Amer, Saourou Sène dénonce des ponctions sauvages. «L’autre constat c’est que les contractuels étaient beaucoup plus ponctionnés que les fonctionnaires, alors que les gens ont observé les mêmes mots d’ordre de grève. Ce qui fait que lorsqu’on a vu les ponctions sauvages qui ont été opérées le mois passé sur le salaire des contractuels, j’ai saisi le ministère de l’Education, et ils avaient dit qu’ils allaient attendre de voir ce que le ministère des Finances allait faire par rapport aux fonctionnaires.» Le leader du Saems signale en outre que les ponctions effectuées sont illégales. «Ce sont des ponctions qui ne répondent pas aux normes, parce que si un enseignant est en grève pendant, par exemple 10 jours dans le mois, on doit le lui notifier et lui faire signer la fiche qui récapitule ces heures non travaillées.

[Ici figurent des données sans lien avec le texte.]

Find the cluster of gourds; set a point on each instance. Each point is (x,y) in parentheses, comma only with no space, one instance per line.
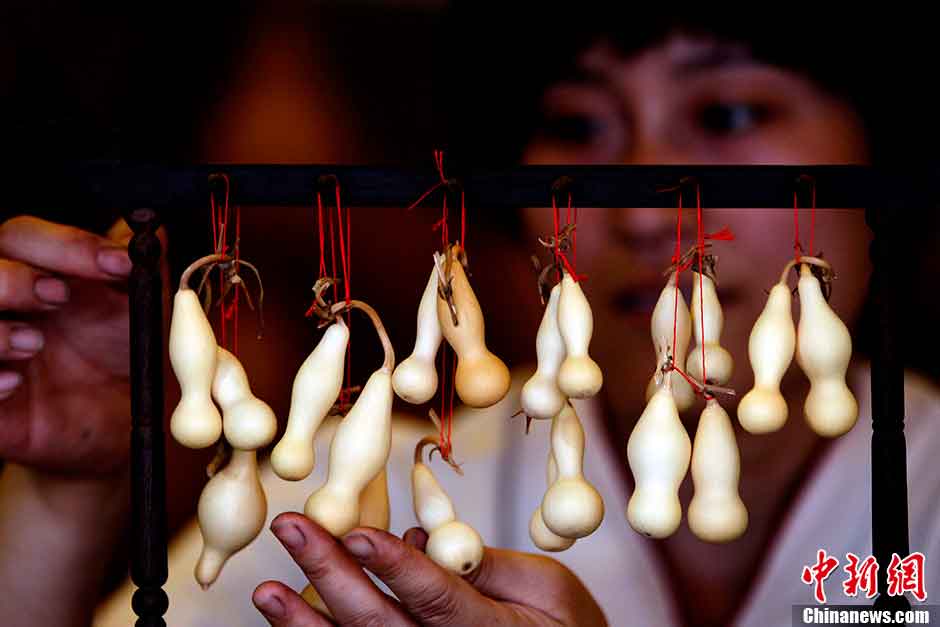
(206,371)
(823,349)
(571,508)
(659,449)
(448,310)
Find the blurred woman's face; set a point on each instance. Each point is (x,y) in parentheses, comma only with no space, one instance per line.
(694,101)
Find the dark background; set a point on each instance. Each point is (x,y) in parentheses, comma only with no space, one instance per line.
(384,82)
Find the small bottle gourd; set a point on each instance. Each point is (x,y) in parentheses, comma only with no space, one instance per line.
(415,378)
(543,537)
(671,314)
(196,421)
(706,329)
(770,349)
(579,375)
(316,387)
(358,453)
(452,544)
(824,348)
(716,512)
(571,507)
(482,379)
(247,422)
(541,398)
(658,451)
(231,512)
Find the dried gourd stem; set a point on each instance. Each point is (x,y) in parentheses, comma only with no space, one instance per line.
(223,453)
(202,261)
(812,261)
(684,261)
(430,441)
(338,308)
(444,289)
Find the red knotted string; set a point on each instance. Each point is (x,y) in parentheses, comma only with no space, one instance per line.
(344,234)
(700,233)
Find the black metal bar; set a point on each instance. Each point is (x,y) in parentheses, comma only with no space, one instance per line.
(185,188)
(889,522)
(148,464)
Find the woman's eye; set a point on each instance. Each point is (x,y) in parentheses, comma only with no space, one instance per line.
(732,118)
(572,128)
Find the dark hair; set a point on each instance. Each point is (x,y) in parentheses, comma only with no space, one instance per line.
(502,59)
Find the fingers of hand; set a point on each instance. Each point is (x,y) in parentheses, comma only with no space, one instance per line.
(22,288)
(19,341)
(429,593)
(63,249)
(282,607)
(9,383)
(536,581)
(345,588)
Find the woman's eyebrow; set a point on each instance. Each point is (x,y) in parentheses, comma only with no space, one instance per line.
(718,56)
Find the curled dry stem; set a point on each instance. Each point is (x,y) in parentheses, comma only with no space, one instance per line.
(430,441)
(338,308)
(202,261)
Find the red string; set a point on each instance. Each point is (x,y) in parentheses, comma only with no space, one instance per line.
(701,253)
(797,249)
(676,257)
(812,221)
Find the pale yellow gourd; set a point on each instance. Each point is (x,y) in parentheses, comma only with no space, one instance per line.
(359,451)
(770,350)
(196,421)
(579,375)
(452,544)
(542,536)
(666,315)
(415,379)
(658,451)
(482,379)
(571,507)
(824,348)
(541,398)
(373,512)
(716,512)
(719,365)
(316,387)
(247,421)
(232,510)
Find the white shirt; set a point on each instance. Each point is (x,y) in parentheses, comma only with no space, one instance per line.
(504,480)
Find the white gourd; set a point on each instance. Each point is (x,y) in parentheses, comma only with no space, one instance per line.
(658,451)
(666,315)
(481,378)
(196,421)
(452,544)
(716,512)
(231,512)
(719,365)
(247,421)
(359,451)
(824,348)
(579,376)
(316,387)
(373,512)
(572,507)
(542,536)
(540,396)
(770,350)
(415,379)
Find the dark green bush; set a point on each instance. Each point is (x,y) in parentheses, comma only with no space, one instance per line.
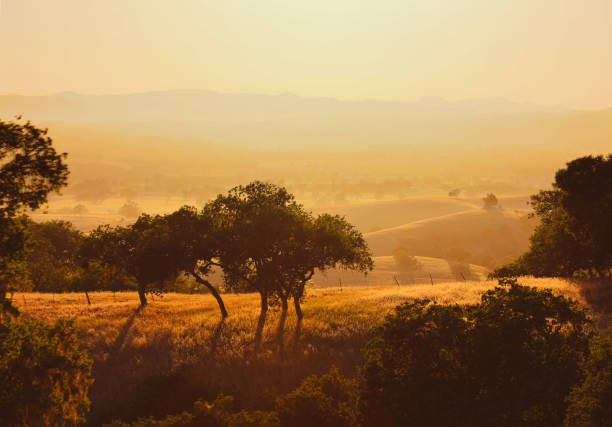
(326,400)
(44,375)
(509,360)
(590,401)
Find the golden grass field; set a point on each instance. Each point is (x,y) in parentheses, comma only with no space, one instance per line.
(160,359)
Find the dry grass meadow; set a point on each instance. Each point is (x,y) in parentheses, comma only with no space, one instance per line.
(160,359)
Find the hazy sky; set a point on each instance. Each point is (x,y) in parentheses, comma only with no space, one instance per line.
(545,51)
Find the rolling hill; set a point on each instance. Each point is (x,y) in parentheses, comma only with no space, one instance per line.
(495,233)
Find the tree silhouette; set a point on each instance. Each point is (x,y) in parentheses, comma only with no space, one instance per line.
(575,233)
(30,169)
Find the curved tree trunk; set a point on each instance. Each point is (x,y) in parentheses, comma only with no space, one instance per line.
(281,322)
(262,319)
(142,295)
(213,291)
(298,307)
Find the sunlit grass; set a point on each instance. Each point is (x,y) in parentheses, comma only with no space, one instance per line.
(162,358)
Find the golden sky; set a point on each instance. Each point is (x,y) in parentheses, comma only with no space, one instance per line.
(545,51)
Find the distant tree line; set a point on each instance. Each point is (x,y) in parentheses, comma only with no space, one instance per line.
(520,357)
(574,237)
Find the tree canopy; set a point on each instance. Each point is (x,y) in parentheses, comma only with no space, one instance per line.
(574,237)
(30,169)
(509,360)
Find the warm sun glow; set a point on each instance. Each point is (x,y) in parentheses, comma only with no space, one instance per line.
(552,52)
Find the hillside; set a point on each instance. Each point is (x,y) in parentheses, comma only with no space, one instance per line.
(386,272)
(161,359)
(497,233)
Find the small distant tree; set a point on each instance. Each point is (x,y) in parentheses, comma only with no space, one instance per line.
(490,201)
(253,223)
(52,261)
(327,242)
(139,251)
(30,169)
(44,375)
(193,246)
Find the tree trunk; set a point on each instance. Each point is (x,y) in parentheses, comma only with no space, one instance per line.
(141,295)
(262,319)
(214,292)
(298,307)
(280,333)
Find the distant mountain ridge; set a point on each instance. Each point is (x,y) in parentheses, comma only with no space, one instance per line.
(210,106)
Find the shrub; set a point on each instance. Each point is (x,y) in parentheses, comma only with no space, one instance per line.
(416,367)
(220,413)
(589,401)
(44,375)
(509,360)
(326,400)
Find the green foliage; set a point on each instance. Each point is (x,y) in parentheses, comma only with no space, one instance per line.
(29,170)
(589,400)
(416,367)
(575,234)
(51,262)
(490,201)
(326,400)
(44,375)
(220,413)
(269,243)
(509,360)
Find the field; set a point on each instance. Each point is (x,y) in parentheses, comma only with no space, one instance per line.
(159,360)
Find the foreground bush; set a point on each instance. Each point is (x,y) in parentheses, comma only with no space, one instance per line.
(326,400)
(44,375)
(589,401)
(510,360)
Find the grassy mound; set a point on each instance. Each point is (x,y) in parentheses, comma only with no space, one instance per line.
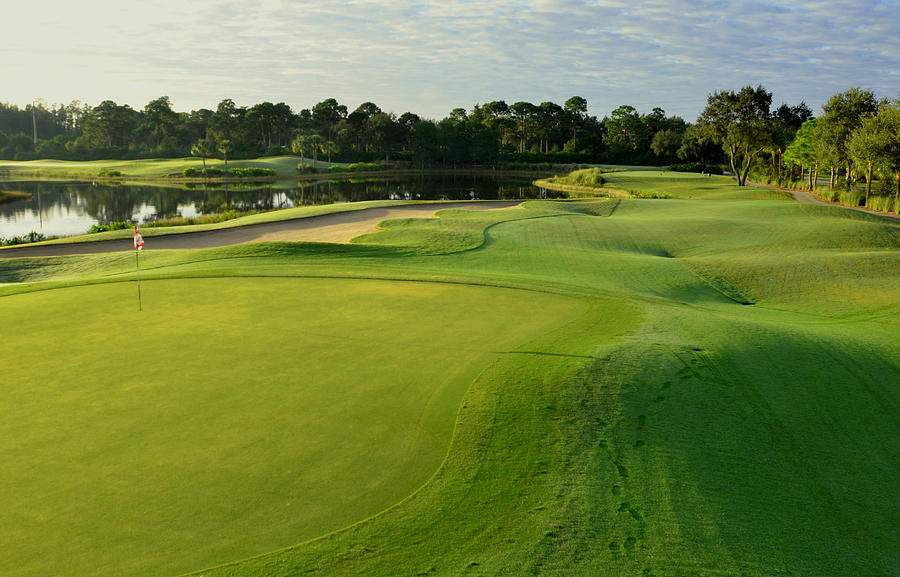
(720,399)
(231,416)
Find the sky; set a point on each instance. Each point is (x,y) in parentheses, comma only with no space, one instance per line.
(431,56)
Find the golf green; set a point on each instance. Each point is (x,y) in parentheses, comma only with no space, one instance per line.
(231,417)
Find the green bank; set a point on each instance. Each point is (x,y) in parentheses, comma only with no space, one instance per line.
(698,385)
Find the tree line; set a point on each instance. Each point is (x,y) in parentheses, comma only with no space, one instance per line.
(854,139)
(486,134)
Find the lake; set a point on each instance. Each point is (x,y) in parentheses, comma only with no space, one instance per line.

Et dans ce cas, l’Etat sera dans ses droits d’effectuer la ponction. Mais là, l’enseignant arrive à la fin du mois et voit qu’on lui a coupé 10 ou 15 jours, cela n’a pas de sens. Il se peut même qu’il n’ait observé que 5 ou 6 jours de grève, et qu’on lui coupe 10 ou 15 jours, c’est pourquoi c’est illégal.» A en croire Saourou Sène, l’Etat peut certes ne pas payer les heures non travaillées, mais lorsqu’un chef d’établissement relève qu’un enseignant n’a pas fait cours pendant un certain nombre d’heures pour faits de grève, il doit le notifier sur une fiche et le lui faire signer. «De ce fait, le gréviste saura à quoi s’attendre en termes de ponctions. Mais ce n’est pas ce qui a été fait», dit-il.

«Le gouvernement est en train de provoquer les enseignants»
Abdoulaye Ndoye est le secrétaire général du Cadre unitaire des syndicats du moyen secondaire (Cusems). Selon lui, ces ponctions sont «illégales, abusives et arbitraires». «Ces ponctions sont opérées sur les salaires des enseignants après la signature du protocole d’accords avec le gouvernement et la suspension du mot d’ordre de grève, regrette-t-il. Donc de part et d’autre, des efforts doivent être faits pour consolider l’apaisement du système éducatif. Mais apparemment, il y a des gens tapis dans l’ombre, tenaillés par la haine et la vengeance, qui ne veulent pas d’une stabilité du système éducatif. Ce qui est en train de se passer, c’est de la provocation, le gouvernement est en train de provoquer les enseignants. On a l’impression qu’ils veulent créer une situation chaotique au moment où les enseignants ont repris les enseignements et apprentissages sur l’étendue du territoire national.» Suivant Abdoulaye Ndoye, les enseignants ont accepté de faire des sacrifices, d’organiser des cours de rattrapage, les vacances ont été écourtées, et c’est dans ce contexte d’après crise que le gouvernement ponctionne illégalement les salaires. «Parce que l’autorité doit informer les concernés du nombre d’heures qui n’ont pas été effectuées et des montants ponctionnés. Mais dès lors qu’on a suspendu le mot d’ordre, on doit tout suspendre. On ne peut pas chercher à se venger et à jouer les prolongations, cela risque de compromettre tous les efforts consentis et de casser l’élan des enseignants ainsi que la dynamique de rattrapage des cours enclenchée dans tous les lycées et collèges du pays. Et le gouvernement sera tenu pour responsable.» Le Sg du Cusems signale que même s’ils ont suspendu la grève, les enseignants ne sont pas totalement satisfaits.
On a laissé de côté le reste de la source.